The way our Kiadam tool helps you generate a dataset for your object recognition or computer vision project is by pasting images of the object you want to detect onto a chosen background. But what happens when the object is not rectangular? The bounding box of the object will contain a lot of pixels that are not part of either the object or the background, thus potentially misleading the model.
Meta released their open source model Segment Anything that can "cut out" any object from its background with impressive accuracy. We'll show you how to take advantage of this feature to solve our problem, as well as when you need to use it.
Curious about Segment Anything? Check out their official page or this blog post
Here are some links to the different sections of this post
How to use Segment Anything or SAM
Link to the Colab Notebook
Good new, we put together our own Colab Notebook to allow you to do your own cut outs as easily as possible. Click on the link and follow along!

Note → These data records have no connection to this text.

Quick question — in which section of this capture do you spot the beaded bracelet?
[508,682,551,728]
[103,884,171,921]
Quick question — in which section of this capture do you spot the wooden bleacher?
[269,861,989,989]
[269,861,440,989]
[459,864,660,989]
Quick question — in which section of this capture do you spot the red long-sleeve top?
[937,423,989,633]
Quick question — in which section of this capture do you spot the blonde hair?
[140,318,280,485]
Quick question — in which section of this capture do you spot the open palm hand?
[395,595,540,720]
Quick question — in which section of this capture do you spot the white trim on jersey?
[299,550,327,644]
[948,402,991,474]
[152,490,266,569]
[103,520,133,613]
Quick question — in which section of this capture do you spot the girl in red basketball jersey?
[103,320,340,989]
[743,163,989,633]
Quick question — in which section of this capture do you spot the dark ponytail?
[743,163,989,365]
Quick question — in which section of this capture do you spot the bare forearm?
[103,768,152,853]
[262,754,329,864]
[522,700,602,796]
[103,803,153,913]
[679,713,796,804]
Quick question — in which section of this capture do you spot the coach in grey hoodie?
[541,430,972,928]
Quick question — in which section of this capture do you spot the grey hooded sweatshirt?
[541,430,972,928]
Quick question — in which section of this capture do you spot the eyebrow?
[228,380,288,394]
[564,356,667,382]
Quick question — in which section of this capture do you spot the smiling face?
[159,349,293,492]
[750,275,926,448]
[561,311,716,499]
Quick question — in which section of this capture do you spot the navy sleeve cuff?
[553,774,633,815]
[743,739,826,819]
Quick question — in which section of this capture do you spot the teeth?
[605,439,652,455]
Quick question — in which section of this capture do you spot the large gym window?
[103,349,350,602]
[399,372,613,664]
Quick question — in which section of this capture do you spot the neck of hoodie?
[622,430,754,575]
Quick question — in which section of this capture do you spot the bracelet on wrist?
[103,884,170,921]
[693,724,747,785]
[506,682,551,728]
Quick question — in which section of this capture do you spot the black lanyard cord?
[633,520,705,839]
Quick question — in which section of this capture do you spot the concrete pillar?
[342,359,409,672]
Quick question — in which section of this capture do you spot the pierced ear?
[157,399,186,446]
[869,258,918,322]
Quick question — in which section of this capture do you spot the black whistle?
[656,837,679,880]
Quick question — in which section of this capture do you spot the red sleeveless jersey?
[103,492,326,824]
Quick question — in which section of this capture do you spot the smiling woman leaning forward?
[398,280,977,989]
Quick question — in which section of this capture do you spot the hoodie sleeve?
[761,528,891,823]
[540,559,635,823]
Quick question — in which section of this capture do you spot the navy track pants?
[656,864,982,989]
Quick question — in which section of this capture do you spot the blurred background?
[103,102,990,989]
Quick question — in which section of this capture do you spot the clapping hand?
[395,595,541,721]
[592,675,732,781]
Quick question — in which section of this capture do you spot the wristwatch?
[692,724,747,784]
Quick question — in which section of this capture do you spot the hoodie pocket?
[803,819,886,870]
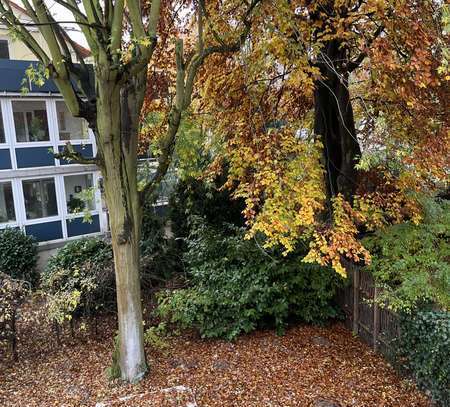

First, head out to Roboflow, label your images and download the zip to your computer with Yolov5 style annotations. Make sure to only have one object per image.
Next, open our Google Colab Notebook.
Click Run All and upload your zip when prompted in the first cell. The images will then be automatically downloaded to your computer!
Why use Segment Anything along with KIADAM
Check out another example of this technique in our previous blog post
Our data synthesis works by pasting images of the object you want to detect onto relevant backgrounds, combined with various data augmentation techniques to create new training images.
However, using a classic rectangular crop, you're left with part of the "original background" (here the gray tablecloth behind the beer bottle for example) in the to-be-pasted object.
This is additional information will only serve to mislead your neural network during training.
Using SAM allows you to cut out the unnecessary information and produce synthetic images that are closer to reality. We see however that in this case, the difference between the rectangular crop and the image extracted by SAM is slim. Let's see if this difference really matters in our first experiment.
First Experiment
Open the Colab Notebook here
For the sake of the experiment, we created a testing set with as few variations as possible (one background, always the same lighting and same object size) so that the only variable is the presence of absence of a cutout using SAM.
In this Notebook, we compare the results that YoloV5 obtains when trained on different datasets. The metric used will be the mean Average Precision or mAP
Here is an excerpt of the testing set.
We're training on the one hand with a dataset of cropped images pasted onto a background
And on the other hand with a dataset of the exact same set of images extracted with SAM and pasted onto the same backgrounds.
Here are our results
Training Set | mAP |
Without SAM | 0.969 |
With SAM | 0.966 |
We can see that the difference between using and not using SAM is quite low, negligible even. Why is that?
Here is an image generated by our tool, using the potential of SAM for perfect cutouts.
Here is an image generated with a rectangular crop. As you can see, they look quite similar. There are two main reasons for that.
How rectangular is the object
How dissimilar is the leftover part of the background
For a beer bottle, only the bottle neck prevents it from being a rectangle, and the leftover background is gray, quite similar to the actual background of the testing set
In this particular case, for an object as rectangular as a beer bottle and with the testing background being so close to the original background, using SAM is not necessary. Let us however explore an object for which using SAM is a game changer.
When Segment Anything is the most useful
Follow along in this Colab Notebook
We're looking for an object that is as far away from a rectangle as possible. Looking around your house, you probably have at least one such object : a pair of scissors.
In this cropped image, the scissors occupy less than half of the image compared to the background. For the sake of the experiment, the white background here is quite different from the yellow background used in the testing set.
We generated two training sets with our tool. Here is what the one with SAM looks like :
Which does look quite close to the testing set.
Here is the one with only rectangular crops and not using SAM:
We see that without SAM, a large part of the white background from the original image is left and is quite distracting, much more than in our first experiment with the beer bottles. But what are the actual results?
Training YOLOV5 on those two datasets and testing on the same testing set, we obtain the following.
Training Set | mAP |
Without SAM | 0.825 |
With SAM | 0.921 |
In this case, the use of Segment Anything gives us a massive performance increase!